Be an informed buyer. Know as much as everything you can about what you collect. Learn from the experts, as many different as you can find. Along the way, try to get to know as many people as possible who sell what you collect. This also prevents you from overpaying.
In a superior collection, every piece belongs; nothing is random or arbitrary. The best collectors have a direction in their overall plans. They pose a problem and then illustrate the solution for it by piecing together a collection. Ask question like: Does it take me to a special place?
The point is that good documentation positively impacts not only dollar value, but also the ability to personally appreciate and understand a work of art. Be a museum archivist! Include information like: sellers’ stories relating to the art you’ve purchased, biographical and career information about the artist, when the work dates from, whether it’s ever been exhibited in public, written about or featured in any other way etc. If you own undocumented art, write down everything you can either from memory or by contacting the sellers.
And save your receipts! Not only does good documentation tend to increase the value of art, but the documentation itself often has value and that value can increase as well. Besides receipts, you should save certificates of authenticity, exhibition catalogues, reviews, gallery brochures, descriptive written statements from artists or dealers, and whenever possible, photograph the artists who you collect.
Superb collection is superior because it is also well organized. It has a beginning, a middle, and an end. You can organize your art in many ways, either by artist, by style, by date, or by region. The possibilities for formulating and presenting a collection are limitless. Think of it as if you are preparing an exhibition.
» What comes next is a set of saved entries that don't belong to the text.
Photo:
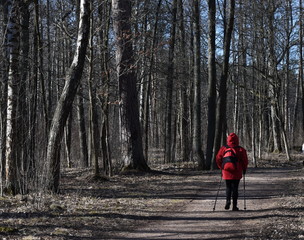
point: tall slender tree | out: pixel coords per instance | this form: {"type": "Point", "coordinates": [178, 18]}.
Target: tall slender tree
{"type": "Point", "coordinates": [64, 104]}
{"type": "Point", "coordinates": [211, 82]}
{"type": "Point", "coordinates": [13, 34]}
{"type": "Point", "coordinates": [132, 148]}
{"type": "Point", "coordinates": [197, 152]}
{"type": "Point", "coordinates": [221, 120]}
{"type": "Point", "coordinates": [169, 90]}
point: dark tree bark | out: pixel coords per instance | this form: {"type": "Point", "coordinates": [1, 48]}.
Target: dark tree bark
{"type": "Point", "coordinates": [197, 152]}
{"type": "Point", "coordinates": [13, 34]}
{"type": "Point", "coordinates": [83, 146]}
{"type": "Point", "coordinates": [104, 14]}
{"type": "Point", "coordinates": [221, 120]}
{"type": "Point", "coordinates": [211, 83]}
{"type": "Point", "coordinates": [67, 97]}
{"type": "Point", "coordinates": [132, 149]}
{"type": "Point", "coordinates": [169, 95]}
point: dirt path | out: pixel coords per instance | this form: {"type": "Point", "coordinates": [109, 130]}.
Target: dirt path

Or as if you need to walk someone through your collection and tell him its history. Additional benefits to organizing your collection are that you can see where you've been, where you're going, where you have duplication, where you're weak, what you're missing, what no longer makes the grade, and what you have to do to resolve any problems.
The worst possible outcome for a collection occurs when the owner passes away leaving no information about the art, how much it's worth, how to care for it, or how to sell or donate it. Countless collections have been resold for pennies on the dollar, given away, or even thrown in the trash because the collectors kept little or no records and left no instructions on what to do with their art. Therefore, the final step of “collecting art like a Pro” mastery is to plan for future owners - whether they’ll be museums, institutions, family members, friends or complete strangers, and provide them with a complete list of options and instructions concerning your collection. These include names, addresses, phone numbers, procedures, dollar values, and all other particulars for selling or donating as well as for dispersal within the family. Another thing, cover all bases by providing insurance or replacement appraisals should your descendants decide to keep or donate the art. Also include realistic wholesale or what's called "fair market values" should they decide to sell it.
If you plan to keep your collection within your family and loved ones, start educating them about what you own right from this moment. Make sure that they understand how important it is to you. You can't control the ultimate outcome, but at least you can have your say and know that you've done your best to collect like a pro.